Domestic violence killings in New York state more than doubled other types of homicides over a recent one-year period, statistics revealed last week.

The data issued by the state Division of Criminal Justice Services showed a near 25 percent spike in the number of “intimate partner” homicides from 2007 to 2008 — and the increase was 45 percent in counties outside New York City.

And while only 4 percent of male homicide victims 16 and older were killed by an intimate partner in 2008, the figure was nearly 50 percent for women 16 and older.

“That is a stunning statistic,” said Amy Barasch, executive director of the state Office for the Prevention of Domestic Violence, which advises and trains state leaders and agencies.

Overall, the numbers showed domestic killings — those involving intimate partners, family members or children — represented 147 of the state’s 830 homicide victims in 2008. By contrast, 137 of the state’s 803 homicide victims in 2007 were killed by domestic violence.

That means domestic killings increased 7.3 percent, compared to the 2.6 percent increase for other homicides.

The hike was among several trends reported among the categories that included gender, age and race as well as location within the state.

Among the findings, released at the start of Domestic Violence Awareness Month:

While women represented less than 10 percent of the non-domestic homicide victims statewide in 2008, they accounted for nearly 75 percent of the victims in intimate partner killings.

Whites accounted for 30 percent of non-domestic homicide victims — but more than 62 percent of intimate partners killed.

Females in New York City accounted for 52 percent of the homicide victims of domestic violence in 2008. The percentage in the rest of the state was nearly 71 percent.

The vast majority of intimate partner killings — 56 percent — across the state involved knives, weapons that cut, or blunt objects.
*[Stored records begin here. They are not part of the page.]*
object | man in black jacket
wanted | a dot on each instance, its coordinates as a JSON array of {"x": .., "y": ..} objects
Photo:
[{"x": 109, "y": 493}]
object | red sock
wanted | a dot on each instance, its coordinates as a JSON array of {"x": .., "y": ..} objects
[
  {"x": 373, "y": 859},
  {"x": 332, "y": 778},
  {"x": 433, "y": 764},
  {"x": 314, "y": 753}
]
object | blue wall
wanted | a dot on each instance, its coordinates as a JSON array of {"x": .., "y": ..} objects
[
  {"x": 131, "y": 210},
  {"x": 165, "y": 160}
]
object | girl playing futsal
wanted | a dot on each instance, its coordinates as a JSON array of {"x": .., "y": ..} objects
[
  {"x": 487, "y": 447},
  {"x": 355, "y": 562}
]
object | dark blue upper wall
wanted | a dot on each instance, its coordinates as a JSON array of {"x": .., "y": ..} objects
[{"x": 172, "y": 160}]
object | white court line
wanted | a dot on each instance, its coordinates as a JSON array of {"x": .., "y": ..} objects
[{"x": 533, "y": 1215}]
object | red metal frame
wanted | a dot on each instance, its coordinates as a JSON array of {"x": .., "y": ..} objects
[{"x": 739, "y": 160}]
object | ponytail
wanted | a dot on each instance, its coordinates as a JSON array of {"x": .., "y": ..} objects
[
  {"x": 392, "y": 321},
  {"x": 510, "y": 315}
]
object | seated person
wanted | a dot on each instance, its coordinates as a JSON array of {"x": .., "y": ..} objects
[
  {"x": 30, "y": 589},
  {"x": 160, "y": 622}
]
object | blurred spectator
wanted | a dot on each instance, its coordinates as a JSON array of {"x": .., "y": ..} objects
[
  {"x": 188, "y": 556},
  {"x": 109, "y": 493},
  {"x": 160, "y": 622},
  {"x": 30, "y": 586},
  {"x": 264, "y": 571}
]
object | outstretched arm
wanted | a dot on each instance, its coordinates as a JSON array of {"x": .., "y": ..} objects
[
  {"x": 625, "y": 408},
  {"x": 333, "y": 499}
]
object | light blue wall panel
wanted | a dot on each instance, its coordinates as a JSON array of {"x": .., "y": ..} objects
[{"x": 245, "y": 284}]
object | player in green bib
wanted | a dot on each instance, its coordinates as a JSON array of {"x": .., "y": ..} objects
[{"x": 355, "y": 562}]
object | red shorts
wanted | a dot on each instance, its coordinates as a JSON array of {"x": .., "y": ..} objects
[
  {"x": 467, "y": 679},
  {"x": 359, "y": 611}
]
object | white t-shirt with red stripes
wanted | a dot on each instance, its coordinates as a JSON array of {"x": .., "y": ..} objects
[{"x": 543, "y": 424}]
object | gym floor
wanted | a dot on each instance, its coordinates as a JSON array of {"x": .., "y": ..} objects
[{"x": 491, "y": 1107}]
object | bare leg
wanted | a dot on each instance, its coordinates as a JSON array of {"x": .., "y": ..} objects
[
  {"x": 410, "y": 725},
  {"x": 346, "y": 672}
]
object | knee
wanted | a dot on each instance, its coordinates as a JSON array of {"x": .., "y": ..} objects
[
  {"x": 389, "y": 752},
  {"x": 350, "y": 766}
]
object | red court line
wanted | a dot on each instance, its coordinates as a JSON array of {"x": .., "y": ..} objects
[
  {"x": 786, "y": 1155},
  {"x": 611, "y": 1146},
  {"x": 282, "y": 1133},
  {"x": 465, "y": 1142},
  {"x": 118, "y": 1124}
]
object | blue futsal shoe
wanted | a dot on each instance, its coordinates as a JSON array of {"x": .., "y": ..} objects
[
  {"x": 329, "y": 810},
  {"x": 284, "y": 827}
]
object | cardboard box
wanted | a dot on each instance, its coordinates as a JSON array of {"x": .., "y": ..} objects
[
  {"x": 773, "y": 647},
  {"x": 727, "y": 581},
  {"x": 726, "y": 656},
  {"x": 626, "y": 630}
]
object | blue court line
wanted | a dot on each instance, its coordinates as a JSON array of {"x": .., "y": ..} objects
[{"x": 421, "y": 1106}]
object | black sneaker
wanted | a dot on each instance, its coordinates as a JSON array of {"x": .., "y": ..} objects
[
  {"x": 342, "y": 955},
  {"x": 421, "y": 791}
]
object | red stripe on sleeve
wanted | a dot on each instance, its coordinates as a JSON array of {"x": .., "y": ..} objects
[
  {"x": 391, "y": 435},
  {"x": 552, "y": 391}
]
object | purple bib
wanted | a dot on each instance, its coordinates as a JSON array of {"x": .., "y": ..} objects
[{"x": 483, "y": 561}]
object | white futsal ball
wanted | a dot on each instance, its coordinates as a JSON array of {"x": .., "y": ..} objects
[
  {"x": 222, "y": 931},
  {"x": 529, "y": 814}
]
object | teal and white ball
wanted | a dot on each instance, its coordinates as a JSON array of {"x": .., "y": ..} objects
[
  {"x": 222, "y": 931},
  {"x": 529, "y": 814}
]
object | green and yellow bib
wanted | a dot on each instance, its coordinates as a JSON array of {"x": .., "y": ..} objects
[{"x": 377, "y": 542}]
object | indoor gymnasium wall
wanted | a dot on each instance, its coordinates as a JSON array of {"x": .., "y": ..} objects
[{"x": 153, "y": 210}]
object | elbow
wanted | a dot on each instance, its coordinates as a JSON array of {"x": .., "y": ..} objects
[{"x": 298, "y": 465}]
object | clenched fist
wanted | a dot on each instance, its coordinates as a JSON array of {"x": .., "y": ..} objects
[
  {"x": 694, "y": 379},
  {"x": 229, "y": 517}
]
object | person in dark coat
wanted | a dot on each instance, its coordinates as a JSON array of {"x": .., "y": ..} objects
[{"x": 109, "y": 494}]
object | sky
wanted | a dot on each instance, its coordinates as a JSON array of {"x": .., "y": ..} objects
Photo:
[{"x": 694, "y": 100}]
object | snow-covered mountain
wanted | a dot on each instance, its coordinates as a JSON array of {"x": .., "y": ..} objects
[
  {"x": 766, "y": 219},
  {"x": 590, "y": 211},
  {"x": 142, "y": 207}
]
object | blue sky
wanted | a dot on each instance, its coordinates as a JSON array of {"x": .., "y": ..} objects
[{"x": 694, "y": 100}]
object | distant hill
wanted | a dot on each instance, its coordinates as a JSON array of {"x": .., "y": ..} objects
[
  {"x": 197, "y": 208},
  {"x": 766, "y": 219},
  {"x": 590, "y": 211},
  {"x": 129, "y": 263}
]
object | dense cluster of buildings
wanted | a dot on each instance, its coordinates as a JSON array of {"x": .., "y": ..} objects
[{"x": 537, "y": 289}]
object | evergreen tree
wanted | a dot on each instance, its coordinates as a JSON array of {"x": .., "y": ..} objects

Less than 25 percent involved guns.

Police reported more than a 30 percent drop in the number of domestic violence killings of children, from 19 in 2007 to 12 last year.

The report was based on data that law enforcement agencies around the state send to DCJS.

It defined intimate partner victims as spouses, ex-spouses, common-law spouses, sexual partners, ex-sexual partners and same-sex partners. It defined child victims as those killed by a biological or adoptive parent or an intimate partner of a parent.

Locally, numbers showed a slight increase with few cases.

One of the 10 homicides in Albany County last year, the killing of a child, involved domestic violence. There had been none in 2007.

Rensselaer County had two domestic killings in 2008 — one involving a child victim, the other an intimate partner. There had been one domestic violence victim in 2007 killed by a family member.

Schenectady County, which had no domestic violence killings in 2007, had two intimate partner homicides in 2008.

Saratoga County no domestic violence homicides either year.